Storage

Watch the presentation

Se presentationen på svenska

Storage refers to the systems and devices used to save, retrieve, and manage data. It is ensuring that data remains persistently available for various purposes, including running applications, storing files, and maintaining databases. Storage solutions cater to a wide range of needs, from personal file storage on laptops to large-scale data storage in enterprises and cloud environments.

Key Characteristics of Storage

Storage solutions have several critical characteristics:

  1. Capacity:

    • Capacity refers to the total amount of data a storage system can hold. This is typically measured in gigabytes (GB), terabytes (TB), or even petabytes (PB) for larger enterprise systems.
  2. Performance:

    • Performance in storage is determined by how quickly data can be read from or written to the storage device. This involves two key metrics:
      • Throughput: The amount of data that can be transferred in a given time period (e.g., MB/s).
      • Latency: The time it takes to access data once a request is made, often measured in milliseconds.
  3. Redundancy:

    • Redundancy refers to the ability of a storage system to replicate data across multiple drives or locations to ensure availability in case of hardware failure. Technologies like RAID (Redundant Array of Independent Disks) or cloud-based replication ensure that data is not lost if one drive fails.
  4. Scalability:

    • As data grows, storage must be able to scale to meet increasing demands. Traditional storage solutions may require the addition of physical drives, while cloud-based solutions can scale automatically as more data is stored.
  5. Access Methods:

    • Different storage systems use various protocols and access methods to read and write data. For example, file storage uses protocols like NFS or SMB, block storage uses iSCSI, and object storage is accessed via HTTP APIs, such as Amazon S3.

Types of Storage

Physical Storage: Includes Hard Disk Drives (HDDs), which offer high capacity at a lower cost but with slower performance, and Solid-State Drives (SSDs), which provide faster speeds and lower latency due to the use of flash memory.

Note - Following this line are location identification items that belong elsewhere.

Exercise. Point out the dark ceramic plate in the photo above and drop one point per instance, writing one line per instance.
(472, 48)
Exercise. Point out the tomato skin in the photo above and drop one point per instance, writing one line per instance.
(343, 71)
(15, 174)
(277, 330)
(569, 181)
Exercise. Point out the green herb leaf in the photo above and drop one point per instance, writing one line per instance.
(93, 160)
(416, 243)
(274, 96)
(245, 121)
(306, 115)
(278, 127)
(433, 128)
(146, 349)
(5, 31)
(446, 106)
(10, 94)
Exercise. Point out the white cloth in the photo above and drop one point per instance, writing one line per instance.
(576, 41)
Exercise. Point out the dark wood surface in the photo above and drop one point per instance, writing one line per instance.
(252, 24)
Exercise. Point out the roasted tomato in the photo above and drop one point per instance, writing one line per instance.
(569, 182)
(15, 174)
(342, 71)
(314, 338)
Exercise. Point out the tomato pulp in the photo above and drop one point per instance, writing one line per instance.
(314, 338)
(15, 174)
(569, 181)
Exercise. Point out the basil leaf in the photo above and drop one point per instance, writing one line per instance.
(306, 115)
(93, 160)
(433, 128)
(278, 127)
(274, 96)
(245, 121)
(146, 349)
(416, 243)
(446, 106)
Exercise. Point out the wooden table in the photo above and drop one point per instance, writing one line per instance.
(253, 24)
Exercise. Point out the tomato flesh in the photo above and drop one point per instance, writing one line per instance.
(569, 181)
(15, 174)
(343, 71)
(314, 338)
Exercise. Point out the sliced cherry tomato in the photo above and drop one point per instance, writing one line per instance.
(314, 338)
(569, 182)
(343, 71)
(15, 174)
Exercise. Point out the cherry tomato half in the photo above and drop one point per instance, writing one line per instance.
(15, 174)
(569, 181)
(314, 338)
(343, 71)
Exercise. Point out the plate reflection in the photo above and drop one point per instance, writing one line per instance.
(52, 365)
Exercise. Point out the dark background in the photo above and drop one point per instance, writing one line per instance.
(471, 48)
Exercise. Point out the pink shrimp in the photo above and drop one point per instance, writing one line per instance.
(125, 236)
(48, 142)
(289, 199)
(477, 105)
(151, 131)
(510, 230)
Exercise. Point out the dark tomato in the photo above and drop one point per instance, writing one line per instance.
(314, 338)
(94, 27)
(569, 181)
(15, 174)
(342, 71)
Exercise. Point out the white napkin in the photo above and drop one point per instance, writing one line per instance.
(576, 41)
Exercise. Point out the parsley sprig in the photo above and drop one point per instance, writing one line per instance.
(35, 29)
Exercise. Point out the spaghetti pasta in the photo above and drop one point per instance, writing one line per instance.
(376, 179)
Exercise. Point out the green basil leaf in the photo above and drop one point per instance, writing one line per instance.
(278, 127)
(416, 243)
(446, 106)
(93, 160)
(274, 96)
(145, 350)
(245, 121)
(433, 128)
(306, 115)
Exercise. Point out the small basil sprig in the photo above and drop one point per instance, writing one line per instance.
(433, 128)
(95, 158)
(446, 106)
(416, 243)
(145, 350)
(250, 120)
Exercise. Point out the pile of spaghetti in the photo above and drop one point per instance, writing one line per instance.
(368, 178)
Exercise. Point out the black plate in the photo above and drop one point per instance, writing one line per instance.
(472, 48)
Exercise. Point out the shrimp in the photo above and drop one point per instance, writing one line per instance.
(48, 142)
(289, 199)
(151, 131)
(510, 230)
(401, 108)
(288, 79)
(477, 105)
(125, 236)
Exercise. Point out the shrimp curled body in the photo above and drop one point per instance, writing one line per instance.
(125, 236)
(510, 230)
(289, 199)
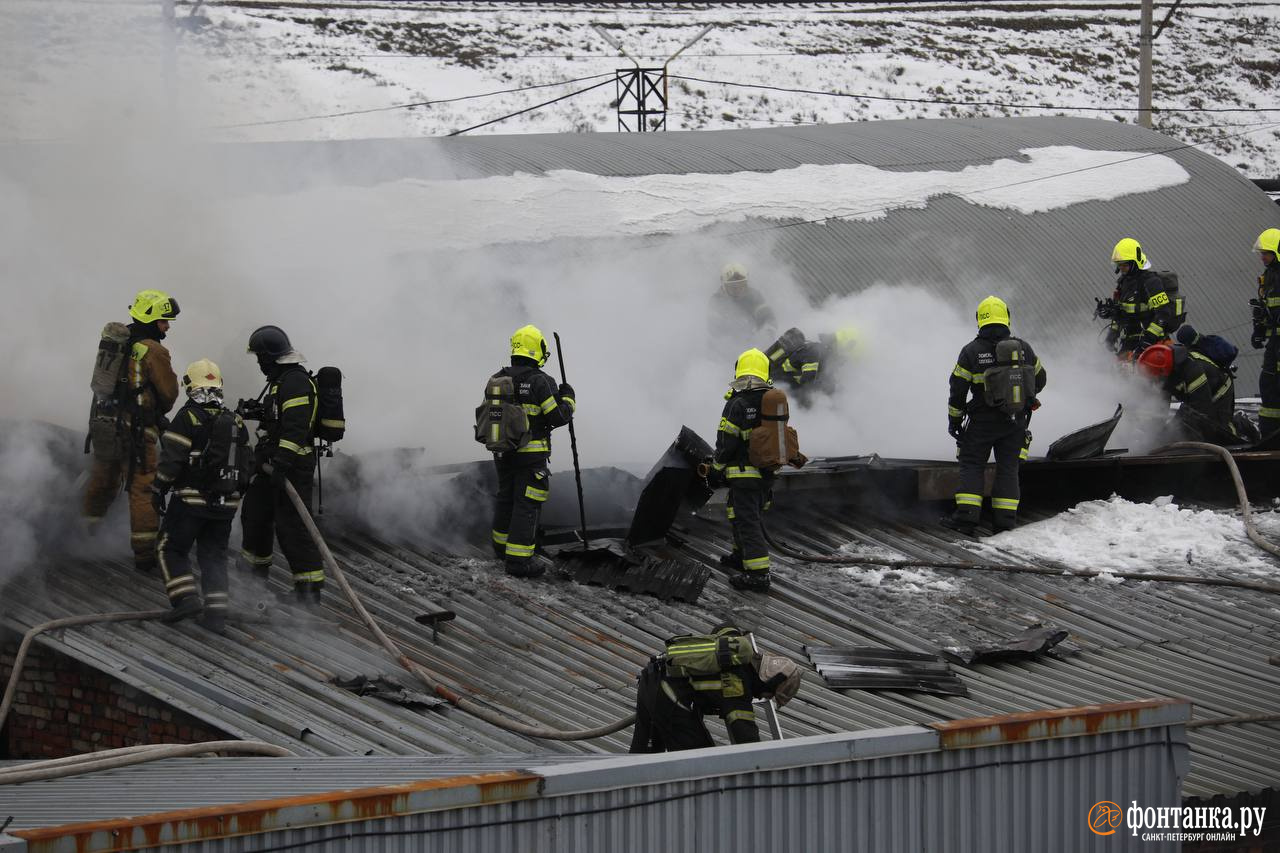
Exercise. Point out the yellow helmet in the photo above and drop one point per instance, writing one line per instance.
(1267, 241)
(529, 342)
(1128, 250)
(992, 310)
(150, 306)
(753, 363)
(202, 374)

Virtualized Storage: Solutions like Storage Area Networks (SANs) and Network-Attached Storage (NAS). SANs provide block-level storage suitable for critical applications and databases, while NAS offers file-level storage for shared access and centralized file management.

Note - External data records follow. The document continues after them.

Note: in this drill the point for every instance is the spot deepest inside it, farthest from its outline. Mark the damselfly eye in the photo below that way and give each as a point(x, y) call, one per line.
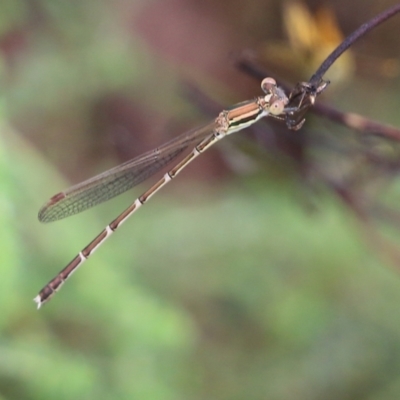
point(277, 107)
point(268, 84)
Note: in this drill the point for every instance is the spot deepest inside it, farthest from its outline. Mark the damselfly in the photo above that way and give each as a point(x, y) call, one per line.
point(274, 103)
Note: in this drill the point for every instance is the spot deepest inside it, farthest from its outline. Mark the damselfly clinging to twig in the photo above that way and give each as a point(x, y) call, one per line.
point(275, 103)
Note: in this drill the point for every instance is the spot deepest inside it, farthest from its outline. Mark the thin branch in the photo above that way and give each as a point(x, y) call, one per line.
point(361, 31)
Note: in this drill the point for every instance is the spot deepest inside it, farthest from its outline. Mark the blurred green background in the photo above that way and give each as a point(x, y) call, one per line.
point(242, 279)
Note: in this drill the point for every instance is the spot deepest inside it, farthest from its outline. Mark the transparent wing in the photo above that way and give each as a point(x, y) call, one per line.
point(119, 179)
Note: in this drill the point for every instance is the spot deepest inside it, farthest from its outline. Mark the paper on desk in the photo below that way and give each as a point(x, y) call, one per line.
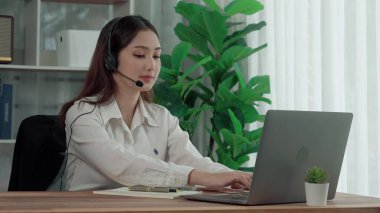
point(125, 192)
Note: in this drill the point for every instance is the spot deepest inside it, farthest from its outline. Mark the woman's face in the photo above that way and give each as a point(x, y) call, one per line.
point(140, 60)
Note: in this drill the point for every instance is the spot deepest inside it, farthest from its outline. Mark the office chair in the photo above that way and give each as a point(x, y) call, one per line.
point(38, 153)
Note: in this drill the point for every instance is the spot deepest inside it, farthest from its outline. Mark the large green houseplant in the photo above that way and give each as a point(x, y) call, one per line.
point(216, 51)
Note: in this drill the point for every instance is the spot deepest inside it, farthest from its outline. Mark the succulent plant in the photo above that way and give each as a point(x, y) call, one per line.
point(316, 175)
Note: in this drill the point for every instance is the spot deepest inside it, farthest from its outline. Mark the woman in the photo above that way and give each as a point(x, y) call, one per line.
point(116, 136)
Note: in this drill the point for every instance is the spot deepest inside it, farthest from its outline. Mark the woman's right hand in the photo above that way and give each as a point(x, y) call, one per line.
point(235, 179)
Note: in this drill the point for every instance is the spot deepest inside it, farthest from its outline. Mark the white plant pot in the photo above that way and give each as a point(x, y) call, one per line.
point(316, 193)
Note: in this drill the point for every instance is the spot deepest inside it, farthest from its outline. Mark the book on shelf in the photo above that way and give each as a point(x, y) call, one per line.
point(6, 98)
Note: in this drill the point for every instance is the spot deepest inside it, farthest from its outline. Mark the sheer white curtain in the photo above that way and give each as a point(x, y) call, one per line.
point(325, 55)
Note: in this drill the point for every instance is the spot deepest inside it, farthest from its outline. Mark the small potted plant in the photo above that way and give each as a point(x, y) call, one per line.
point(316, 186)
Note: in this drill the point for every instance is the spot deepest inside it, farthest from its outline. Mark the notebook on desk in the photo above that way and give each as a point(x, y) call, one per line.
point(292, 142)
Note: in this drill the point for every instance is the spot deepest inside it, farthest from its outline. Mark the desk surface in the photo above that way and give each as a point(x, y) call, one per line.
point(88, 202)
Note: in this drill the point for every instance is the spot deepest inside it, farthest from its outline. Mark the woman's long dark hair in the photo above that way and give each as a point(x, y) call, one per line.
point(99, 81)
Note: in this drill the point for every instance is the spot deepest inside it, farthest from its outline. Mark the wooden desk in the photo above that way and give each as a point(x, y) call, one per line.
point(88, 202)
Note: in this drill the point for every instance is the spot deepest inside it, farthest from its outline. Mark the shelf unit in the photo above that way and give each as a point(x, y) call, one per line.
point(39, 85)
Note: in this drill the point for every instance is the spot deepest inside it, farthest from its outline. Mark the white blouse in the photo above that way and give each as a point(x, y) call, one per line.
point(104, 153)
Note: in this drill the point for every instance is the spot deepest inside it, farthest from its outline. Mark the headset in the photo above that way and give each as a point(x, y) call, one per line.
point(110, 61)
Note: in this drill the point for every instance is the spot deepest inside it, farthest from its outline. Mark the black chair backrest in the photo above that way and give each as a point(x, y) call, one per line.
point(38, 153)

Cloud-Based Storage: Includes object storage, which is scalable and ideal for unstructured data (e.g., Amazon S3, Azure Blob Storage), block storage for low-latency access and performance (e.g., Amazon EBS, Azure Managed Disks), and file storage for shared access (e.g., Amazon EFS, Azure File Storage).

Storage Protocols

Storage protocols manage how data is transferred, accessed, and communicated between systems.

NFS (Network File System): Common in UNIX/Linux environments, NFS enables file sharing over a network, allowing centralized management of files. It is widely used in NAS setups.

SMB (Server Message Block): Also known as CIFS, this protocol is popular in Windows environments for sharing files and printers. It supports granular file access control and is compatible with other systems like macOS and Linux.

iSCSI (Internet Small Computer System Interface): A block-level protocol that transmits SCSI commands over IP networks. iSCSI connects servers to storage devices in SANs, enabling remote storage to appear as local.

Fibre Channel (FC): A high-speed protocol for SANs, known for low latency and reliability, often used in enterprise data centers for mission-critical applications.

NVMe (Non-Volatile Memory Express): Optimized for SSDs, NVMe leverages PCIe to provide fast, low-latency access to data, surpassing older protocols like SATA and SCSI.

HTTP/HTTPS: Used for object storage, allowing applications to interact with storage services via RESTful APIs. This is common in cloud environments for services like Amazon S3 and Azure Blob Storage.

Storage TypeCommon ProtocolsDescription
Block StorageiSCSI, Fibre Channel, NVMeProvides low-latency, high-performance storage often used for databases and VMs.
File StorageNFS, SMBUsed for shared file access over a network, common in NAS setups and corporate environments.
Object StorageHTTP/HTTPSUtilized for scalable, unstructured data storage accessed via RESTful APIs, ideal for cloud storage solutions like Amazon S3 and Azure Blob Storage.

Ephemeral Storage

Ephemeral storage refers to temporary storage that is only available during the lifetime of a virtual machine (VM), container, or specific process. Once the instance is stopped, restarted, or terminated, any data stored in ephemeral storage is permanently lost. This type of storage is often used for temporary data, caches, or transient workloads where data doesn’t need to persist after the process completes.

Common Use Cases for Storage

Cloud Storage Solutions

Cloud storage has transformed the way organizations manage and store data. With cloud storage, businesses no longer need to purchase and maintain physical hardware. Instead, they can take advantage of scalable, pay-as-you-go storage services offered by major cloud providers:

Redundancy

Redundancy in storage refers to the practice of duplicating data to ensure availability and reliability, even in the event of hardware or software failures. By implementing redundancy, storage systems can recover or continue operating without data loss.

Types of Redundancy

  1. RAID (Redundant Array of Independent Disks):

    • Combines multiple physical drives into one logical storage system.
    • Different RAID levels offer varying balances of redundancy, performance, and cost:
      • RAID 1: Mirroring (exact copy of data on two drives).
      • RAID 5: Distributed parity, allowing recovery with one failed drive.
      • RAID 6: Dual parity, tolerating two failed drives.
      • RAID 10: Combines mirroring and striping for high performance and redundancy.
  2. Cloud-Based Replication:

    • Data is replicated across geographically dispersed locations in the cloud.
    • Ensures data availability even if an entire data center fails.
  3. Snapshots and Backups:

    • Snapshots: Point-in-time copies of data stored locally or remotely.
    • Backups: Regularly created copies of data stored offsite for disaster recovery.
  4. Replication Across Systems:

    • Active-active or active-passive replication between servers or data centers ensures that if one fails, the other takes over.

Conclusion

Storage ensures data availability, with aspects like performance, scalability, and redundancy. Solutions range from physical and virtualized systems to cloud storage.